The Fox poll, which showed Harris wiping out Trump leads in the sun belt, spells bad news for Lake

By Griffin Eckstein

News Fellow

Published August 28, 2024 11:10PM (EDT)

Kari Lake, Republican Senate candidate from Arizona, leaves the U.S. Capitol after a meeting with Senate Minority Leader Mitch McConnell, R-Ky., on Wednesday, March 6, 2024. (Tom Williams/CQ-Roll Call, Inc via Getty Images)
Kari Lake, Republican Senate candidate from Arizona, leaves the U.S. Capitol after a meeting with Senate Minority Leader Mitch McConnell, R-Ky., on Wednesday, March 6, 2024. (Tom Williams/CQ-Roll Call, Inc via Getty Images)
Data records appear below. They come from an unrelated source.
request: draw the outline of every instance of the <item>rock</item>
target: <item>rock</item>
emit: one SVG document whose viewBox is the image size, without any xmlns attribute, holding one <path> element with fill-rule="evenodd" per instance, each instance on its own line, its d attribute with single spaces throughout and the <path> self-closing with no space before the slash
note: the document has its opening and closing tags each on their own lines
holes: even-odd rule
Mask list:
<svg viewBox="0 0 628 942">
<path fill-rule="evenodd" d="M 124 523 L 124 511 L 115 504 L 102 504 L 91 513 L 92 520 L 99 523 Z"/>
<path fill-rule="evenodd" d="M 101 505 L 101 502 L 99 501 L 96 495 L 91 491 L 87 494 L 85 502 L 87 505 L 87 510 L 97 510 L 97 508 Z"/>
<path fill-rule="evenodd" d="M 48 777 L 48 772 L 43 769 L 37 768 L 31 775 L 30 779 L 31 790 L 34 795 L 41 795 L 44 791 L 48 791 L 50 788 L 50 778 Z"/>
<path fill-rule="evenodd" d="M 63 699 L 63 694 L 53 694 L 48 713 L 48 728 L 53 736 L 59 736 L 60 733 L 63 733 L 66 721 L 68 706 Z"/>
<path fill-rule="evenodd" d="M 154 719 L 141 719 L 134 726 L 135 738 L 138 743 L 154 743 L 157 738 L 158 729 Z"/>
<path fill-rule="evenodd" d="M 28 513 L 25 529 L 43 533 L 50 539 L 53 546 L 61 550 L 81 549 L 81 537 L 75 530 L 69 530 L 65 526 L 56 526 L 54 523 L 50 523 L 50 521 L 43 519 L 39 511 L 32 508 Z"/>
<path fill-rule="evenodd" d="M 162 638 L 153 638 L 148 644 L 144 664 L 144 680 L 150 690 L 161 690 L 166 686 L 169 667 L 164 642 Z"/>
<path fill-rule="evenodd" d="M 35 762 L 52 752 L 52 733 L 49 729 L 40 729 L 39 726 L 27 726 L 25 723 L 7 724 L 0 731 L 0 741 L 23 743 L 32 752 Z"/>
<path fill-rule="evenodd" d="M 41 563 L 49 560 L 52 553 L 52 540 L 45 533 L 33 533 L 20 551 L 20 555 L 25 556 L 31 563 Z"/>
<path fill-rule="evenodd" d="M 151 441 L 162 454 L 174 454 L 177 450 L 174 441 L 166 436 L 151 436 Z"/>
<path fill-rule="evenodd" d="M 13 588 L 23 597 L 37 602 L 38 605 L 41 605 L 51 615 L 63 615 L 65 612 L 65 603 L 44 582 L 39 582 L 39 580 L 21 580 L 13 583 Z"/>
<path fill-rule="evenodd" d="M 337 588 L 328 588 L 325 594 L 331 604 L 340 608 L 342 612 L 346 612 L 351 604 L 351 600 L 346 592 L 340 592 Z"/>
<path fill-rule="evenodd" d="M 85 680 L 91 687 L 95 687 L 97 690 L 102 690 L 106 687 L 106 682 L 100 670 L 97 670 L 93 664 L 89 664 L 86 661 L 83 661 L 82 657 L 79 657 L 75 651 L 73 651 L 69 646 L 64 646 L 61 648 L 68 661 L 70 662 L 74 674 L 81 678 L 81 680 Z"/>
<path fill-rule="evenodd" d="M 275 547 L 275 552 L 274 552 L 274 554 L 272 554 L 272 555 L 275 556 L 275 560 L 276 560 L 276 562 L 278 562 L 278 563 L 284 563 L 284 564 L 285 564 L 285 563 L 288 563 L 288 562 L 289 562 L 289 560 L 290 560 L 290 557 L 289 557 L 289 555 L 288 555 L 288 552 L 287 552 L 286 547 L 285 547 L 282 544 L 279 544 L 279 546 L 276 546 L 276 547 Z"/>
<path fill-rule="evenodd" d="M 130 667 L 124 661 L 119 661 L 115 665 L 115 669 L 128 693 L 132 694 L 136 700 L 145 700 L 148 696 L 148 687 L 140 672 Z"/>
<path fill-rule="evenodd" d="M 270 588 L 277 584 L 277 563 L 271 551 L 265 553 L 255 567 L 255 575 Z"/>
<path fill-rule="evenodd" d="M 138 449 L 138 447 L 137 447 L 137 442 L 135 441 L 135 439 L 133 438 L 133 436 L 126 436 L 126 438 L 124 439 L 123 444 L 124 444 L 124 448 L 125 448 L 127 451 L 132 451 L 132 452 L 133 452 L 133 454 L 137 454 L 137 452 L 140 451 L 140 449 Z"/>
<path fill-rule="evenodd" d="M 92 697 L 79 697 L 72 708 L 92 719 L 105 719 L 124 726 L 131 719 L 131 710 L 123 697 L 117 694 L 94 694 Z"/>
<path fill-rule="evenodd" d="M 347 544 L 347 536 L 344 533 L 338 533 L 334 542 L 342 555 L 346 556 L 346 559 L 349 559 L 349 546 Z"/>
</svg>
A newly released FOX News poll has Democrat Ruben Gallego up massively in the Arizona Senate race.

The poll, released on Wednesday evening, showed Gallego beating Lake by a margin of 56% to 41% in the upcoming race to replace Sen. Kyrsten Sinema. The same poll showed former President Donald Trump down by one to Vice President Kamala Harris.

In the same poll, Harris takes the edge in sun belt states Arizona, Georgia and Nevada, while trailing Trump by just one point in North Carolina. The expanded lead in the historically redder battleground states make Harris’ paths to electoral college victory even wider, and put the Trump campaign on defense after both campaigns dumped cash into Pennsylvania.

Gallego, who snagged a coveted endorsement from the Arizona Police Association on Monday, even after its president spoke at a Trump campaign rally just before the weekend, has managed to assume endorsements from numerous moderate organizations, despite his somewhat progressive tenure as a congressman representing parts of Phoenix.

"Congressman Gallego has continually fought for robust, increased funding for America's Law Enforcement, and specifically Arizona Law enforcement," the Association said in a statement.

The seat, currently held by Democratic-caucusing Independent Sinema, is a crucial part of any hope for Democrats to hold control of the Senate.

The pair are slated to debate on Oct. 9, the day early voting by mail begins in Maricopa County, Arizona’s most populous county.

Lake, who continues to deny the results of the 2020 election, and the 2022 gubernatorial race that she lost, was awkwardly pushed off the stage by a string of increasingly aggressive prompter messages at the Friday Trump rally when she went over her allotted speaking time.

Lake is currently embroiled in a defamation suit launched by the former Republican Maricopa County recorder, who she claimed had to do with her loss, which she appealed all the way to the Arizona Supreme Court.